"I will search for you through 1000 worlds and 10000 lifetimes!"
If it weren't for the title I would have never guessed this film was about 47 Ronin (47 disgraced samurais who have failed their master), because we barely get some character development from two of them (and one technically isn't a ronin). The rest of the Ronin are simply placed in the background for the action scenes, but they are completely ignored. Something similar happened in 300, but at least that film had incredible action scenes and a memorable lead performance from Gerard Butler who engaged its audience. It's not the case here with Keanu Reeves and Hiroyuki Sanada who fail to draw us into their world. This hurts the action scenes because we never really care for the outcome of these men. When I first saw the poster for 47 Ronin I thought this might be a cool movie, but when I watched the trailer I dropped any expectations I might've had. Not even the cool looking villains in the poster had much screen time and every single character in this film is one dimensional. This was a very dull fantasy film despite its subject matter and its two hour runtime began to take its toll on me considering it was very poorly paced. The film begins with a prologue, setting up the action, but I really don't know when the prologue ended and when the actual story began because it took forever to set up the plot. It's a shame this film was so poorly realized because first time director, Carl Rinsch, was given a huge budget to work with. Despite the gorgeous landscape there was nothing extraordinary about the action scenes and this is one of those movies that will be quickly forgotten.

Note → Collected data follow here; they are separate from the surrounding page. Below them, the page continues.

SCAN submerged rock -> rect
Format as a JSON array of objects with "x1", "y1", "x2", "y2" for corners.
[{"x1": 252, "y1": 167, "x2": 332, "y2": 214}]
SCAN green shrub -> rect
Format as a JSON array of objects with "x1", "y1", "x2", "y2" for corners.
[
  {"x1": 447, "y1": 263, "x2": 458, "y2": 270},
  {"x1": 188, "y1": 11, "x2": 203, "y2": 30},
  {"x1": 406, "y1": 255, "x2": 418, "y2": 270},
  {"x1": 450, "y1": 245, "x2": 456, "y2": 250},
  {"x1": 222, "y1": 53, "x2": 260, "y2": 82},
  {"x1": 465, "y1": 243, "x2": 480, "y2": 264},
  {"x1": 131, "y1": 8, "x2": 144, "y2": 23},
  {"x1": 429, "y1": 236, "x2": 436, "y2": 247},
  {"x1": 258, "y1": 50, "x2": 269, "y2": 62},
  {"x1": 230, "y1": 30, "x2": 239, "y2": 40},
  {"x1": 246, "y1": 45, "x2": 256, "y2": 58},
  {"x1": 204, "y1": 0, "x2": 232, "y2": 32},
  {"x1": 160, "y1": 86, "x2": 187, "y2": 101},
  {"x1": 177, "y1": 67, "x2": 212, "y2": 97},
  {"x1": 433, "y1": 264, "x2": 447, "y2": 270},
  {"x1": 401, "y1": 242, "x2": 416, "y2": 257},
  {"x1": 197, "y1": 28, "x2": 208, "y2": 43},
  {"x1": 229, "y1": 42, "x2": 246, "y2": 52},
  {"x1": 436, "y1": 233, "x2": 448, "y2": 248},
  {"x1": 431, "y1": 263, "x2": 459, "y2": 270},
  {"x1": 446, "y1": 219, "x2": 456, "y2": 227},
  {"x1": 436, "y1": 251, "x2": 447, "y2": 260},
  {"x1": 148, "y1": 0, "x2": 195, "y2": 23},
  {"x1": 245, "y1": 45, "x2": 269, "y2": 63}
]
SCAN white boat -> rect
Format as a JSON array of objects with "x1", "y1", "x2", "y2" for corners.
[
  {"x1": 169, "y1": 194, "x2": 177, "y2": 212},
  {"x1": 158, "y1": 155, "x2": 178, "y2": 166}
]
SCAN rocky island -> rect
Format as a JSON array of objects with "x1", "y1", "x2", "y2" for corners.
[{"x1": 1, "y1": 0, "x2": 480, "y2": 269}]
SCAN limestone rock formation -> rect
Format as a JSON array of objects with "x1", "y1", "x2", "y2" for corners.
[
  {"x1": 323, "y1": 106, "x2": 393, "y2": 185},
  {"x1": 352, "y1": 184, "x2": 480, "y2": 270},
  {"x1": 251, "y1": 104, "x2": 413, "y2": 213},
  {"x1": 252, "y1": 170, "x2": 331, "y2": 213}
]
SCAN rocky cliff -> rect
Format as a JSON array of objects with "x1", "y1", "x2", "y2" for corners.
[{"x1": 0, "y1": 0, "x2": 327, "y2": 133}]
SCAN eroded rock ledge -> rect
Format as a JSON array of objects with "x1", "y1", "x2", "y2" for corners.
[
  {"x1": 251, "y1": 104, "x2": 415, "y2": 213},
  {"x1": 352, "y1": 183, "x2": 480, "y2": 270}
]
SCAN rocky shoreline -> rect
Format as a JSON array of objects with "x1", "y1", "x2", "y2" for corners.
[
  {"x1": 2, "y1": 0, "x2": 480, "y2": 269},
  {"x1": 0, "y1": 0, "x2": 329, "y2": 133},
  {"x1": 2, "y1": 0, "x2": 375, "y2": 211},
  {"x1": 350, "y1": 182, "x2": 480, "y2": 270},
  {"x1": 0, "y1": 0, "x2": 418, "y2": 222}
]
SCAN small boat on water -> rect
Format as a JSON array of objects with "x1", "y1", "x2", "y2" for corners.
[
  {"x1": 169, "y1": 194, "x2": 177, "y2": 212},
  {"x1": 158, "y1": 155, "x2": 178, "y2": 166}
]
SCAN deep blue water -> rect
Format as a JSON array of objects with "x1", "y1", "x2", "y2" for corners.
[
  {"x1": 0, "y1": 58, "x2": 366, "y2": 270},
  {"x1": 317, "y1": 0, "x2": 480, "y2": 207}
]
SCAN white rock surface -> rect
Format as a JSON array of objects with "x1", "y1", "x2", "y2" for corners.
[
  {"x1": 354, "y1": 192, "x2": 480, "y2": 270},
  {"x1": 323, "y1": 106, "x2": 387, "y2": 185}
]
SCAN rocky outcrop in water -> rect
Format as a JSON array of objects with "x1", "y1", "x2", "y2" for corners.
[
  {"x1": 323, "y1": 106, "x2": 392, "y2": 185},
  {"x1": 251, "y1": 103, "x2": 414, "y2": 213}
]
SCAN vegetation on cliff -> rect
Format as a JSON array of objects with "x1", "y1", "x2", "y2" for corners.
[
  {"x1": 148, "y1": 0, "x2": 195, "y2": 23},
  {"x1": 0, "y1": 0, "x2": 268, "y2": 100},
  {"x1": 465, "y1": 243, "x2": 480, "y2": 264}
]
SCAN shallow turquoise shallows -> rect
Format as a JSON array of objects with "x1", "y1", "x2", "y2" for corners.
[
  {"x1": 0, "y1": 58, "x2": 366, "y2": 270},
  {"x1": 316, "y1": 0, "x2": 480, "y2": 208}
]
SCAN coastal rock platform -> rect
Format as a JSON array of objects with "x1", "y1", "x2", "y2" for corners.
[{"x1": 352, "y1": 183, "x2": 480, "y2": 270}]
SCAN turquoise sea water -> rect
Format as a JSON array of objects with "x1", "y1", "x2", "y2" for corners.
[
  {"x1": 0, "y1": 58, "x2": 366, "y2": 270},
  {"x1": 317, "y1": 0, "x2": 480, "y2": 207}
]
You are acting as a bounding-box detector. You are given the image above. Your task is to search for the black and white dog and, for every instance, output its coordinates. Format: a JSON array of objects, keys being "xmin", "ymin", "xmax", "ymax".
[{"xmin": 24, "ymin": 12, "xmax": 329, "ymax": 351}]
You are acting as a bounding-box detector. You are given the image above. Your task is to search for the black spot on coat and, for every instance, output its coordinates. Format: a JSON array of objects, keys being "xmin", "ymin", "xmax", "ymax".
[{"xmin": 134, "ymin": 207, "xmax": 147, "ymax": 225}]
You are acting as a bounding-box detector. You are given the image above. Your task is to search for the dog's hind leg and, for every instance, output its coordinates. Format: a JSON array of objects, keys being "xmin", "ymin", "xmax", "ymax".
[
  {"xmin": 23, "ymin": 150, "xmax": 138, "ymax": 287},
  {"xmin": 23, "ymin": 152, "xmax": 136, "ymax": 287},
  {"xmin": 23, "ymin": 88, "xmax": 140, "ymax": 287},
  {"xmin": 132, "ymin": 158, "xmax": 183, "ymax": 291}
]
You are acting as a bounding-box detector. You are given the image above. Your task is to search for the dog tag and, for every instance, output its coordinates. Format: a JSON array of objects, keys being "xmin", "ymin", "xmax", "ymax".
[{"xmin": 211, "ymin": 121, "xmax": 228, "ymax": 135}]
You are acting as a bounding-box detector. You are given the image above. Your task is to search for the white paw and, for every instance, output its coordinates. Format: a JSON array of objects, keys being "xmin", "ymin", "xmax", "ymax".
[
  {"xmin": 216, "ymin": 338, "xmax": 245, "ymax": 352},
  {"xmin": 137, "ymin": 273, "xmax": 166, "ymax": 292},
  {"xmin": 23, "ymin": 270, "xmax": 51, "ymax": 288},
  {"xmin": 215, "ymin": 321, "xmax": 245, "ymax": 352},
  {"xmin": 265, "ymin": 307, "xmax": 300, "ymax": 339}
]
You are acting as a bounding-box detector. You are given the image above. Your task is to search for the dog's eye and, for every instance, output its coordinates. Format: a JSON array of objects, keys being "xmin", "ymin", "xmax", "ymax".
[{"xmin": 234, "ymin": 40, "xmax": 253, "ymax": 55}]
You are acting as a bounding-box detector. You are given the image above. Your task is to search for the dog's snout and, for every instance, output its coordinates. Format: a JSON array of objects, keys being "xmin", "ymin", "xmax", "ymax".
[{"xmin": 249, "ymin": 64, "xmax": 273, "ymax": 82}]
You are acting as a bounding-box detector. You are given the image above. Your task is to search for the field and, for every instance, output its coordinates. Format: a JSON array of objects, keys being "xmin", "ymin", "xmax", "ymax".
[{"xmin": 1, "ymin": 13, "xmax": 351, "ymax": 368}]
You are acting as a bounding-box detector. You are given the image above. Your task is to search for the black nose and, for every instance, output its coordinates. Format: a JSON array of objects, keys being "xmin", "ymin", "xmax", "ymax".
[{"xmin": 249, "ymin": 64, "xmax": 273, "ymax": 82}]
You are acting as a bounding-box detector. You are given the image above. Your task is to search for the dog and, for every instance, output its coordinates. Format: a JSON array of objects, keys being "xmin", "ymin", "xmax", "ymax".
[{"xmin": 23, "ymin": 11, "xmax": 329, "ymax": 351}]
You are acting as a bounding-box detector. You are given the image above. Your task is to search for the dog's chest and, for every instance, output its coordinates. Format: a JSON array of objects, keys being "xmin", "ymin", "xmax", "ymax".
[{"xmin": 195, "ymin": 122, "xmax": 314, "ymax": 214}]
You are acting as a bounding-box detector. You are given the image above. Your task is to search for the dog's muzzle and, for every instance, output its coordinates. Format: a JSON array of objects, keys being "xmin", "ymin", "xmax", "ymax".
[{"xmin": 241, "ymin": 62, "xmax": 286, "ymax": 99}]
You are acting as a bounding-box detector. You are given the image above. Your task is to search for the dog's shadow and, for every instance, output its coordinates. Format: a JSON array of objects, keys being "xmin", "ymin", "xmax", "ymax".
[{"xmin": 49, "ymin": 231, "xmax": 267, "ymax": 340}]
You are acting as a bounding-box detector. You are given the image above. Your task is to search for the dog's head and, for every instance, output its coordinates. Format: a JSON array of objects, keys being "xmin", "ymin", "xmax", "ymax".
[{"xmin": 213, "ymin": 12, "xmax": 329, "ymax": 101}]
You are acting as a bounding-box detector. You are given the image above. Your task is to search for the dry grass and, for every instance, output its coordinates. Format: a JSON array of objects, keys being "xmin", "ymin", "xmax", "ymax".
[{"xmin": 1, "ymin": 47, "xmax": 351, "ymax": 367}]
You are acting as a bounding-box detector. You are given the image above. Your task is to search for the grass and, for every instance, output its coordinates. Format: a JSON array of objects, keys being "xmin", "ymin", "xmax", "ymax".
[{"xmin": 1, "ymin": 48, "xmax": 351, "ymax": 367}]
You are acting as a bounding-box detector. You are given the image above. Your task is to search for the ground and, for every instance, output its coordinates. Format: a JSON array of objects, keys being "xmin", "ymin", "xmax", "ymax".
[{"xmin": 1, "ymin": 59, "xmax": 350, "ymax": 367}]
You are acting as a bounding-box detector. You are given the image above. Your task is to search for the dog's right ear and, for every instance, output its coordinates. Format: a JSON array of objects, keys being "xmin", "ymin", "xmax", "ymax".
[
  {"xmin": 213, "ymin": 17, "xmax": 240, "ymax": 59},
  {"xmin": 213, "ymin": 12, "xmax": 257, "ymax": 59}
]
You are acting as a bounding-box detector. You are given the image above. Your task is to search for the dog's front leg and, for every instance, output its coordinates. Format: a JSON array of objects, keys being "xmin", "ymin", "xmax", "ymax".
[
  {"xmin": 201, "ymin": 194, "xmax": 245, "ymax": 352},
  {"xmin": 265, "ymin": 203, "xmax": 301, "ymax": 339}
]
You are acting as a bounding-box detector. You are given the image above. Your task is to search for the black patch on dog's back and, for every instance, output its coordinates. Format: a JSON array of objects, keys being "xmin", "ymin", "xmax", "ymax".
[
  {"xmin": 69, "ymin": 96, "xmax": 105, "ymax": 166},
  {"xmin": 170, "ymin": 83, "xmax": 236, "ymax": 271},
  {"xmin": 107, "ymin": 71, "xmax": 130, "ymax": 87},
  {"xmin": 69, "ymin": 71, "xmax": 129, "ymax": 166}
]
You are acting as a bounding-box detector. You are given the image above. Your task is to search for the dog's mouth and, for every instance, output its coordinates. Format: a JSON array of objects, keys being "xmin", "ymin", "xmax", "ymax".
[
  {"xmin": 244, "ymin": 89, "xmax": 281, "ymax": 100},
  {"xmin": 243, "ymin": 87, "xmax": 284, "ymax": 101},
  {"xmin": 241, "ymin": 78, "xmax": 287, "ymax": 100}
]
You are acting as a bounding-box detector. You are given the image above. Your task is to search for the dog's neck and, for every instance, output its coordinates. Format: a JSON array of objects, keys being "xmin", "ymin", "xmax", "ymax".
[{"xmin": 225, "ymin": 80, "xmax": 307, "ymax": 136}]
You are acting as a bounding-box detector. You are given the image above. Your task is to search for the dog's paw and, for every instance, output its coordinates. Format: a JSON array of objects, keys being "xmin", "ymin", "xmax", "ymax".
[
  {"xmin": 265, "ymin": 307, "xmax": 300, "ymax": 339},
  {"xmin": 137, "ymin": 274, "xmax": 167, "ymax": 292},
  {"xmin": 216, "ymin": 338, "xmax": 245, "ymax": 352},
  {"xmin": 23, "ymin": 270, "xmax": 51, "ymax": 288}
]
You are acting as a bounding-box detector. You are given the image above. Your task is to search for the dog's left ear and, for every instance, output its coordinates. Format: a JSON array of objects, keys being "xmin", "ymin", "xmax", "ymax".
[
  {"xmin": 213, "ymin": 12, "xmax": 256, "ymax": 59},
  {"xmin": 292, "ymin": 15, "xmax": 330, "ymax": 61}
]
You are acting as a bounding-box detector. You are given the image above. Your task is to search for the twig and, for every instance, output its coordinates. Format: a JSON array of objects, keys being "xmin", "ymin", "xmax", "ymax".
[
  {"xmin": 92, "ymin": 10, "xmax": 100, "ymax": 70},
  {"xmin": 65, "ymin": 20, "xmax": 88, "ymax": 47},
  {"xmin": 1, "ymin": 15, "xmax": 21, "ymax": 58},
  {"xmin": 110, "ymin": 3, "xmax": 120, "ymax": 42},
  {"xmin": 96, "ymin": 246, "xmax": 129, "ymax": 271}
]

Screenwriters Chris Morgan (from the Fast and Furious franchise) and Hossein Amini (Drive) based this screenplay on one of Japan's most endearing folktales. The story begins with a prologue explaining the code of the samurai and the feudal situation of ancient Japan. Then we are introduced to Lord Asano (Min Tanaka) of Ako who finds a young half-breed named Kai in the forest and takes him back home. Several years later, Kai (Keanu Reeves), who is now a grown man, continues to serve under Lord Asano helping the samurai led by Oishi (Hiroyuki Sanada) protect Ako from mystic creatures. While hosting a tournament, as a welcoming for the Shogun in Ako, Lord Asano is bewitched into hurting Lord Kira (Tadanobu Asano) of Nagato. Lord Asano didn't realize his actions were induced by a Witch (Rinko Kikuchi) who was on Lord Kira's side, and he is forced to take his own life by the Shogun. The samurais are punished and disgraced to live as ronin outside of Ako and Kai is sold as a slave, while Lord Kira is named ruler of Ako. In order to restore their honor, Kai and the disgraced samurais embark on a dangerous quest to avenge their master's death.
I'm sorry if the plot description feels a bit rushed and all over the place but that was just the way everything was presented in this film. The characters are one dimensional and the plot simply moves from one sequence to the next without feeling cohesive. This is perhaps why I felt the pace was so tedious because we never get any time to actually get to know any of the characters or their motivations. It doesn't matter how beautiful the landscape or set pieces were, the action scenes simply didn't engage me. Everything about this film felt uninspired and dull. 47 Ronin is a disgrace to Japan's classic legend and I'm sure nobody back home is proud of this film. The critic for Newsday, Rafer Guzman, described this film so well I feel the need to quote him: "47 Ronin would have been more fun if it kept swinging its sword instead of falling on it." Skip this movie, it's not as cool as the poster makes you believe it is.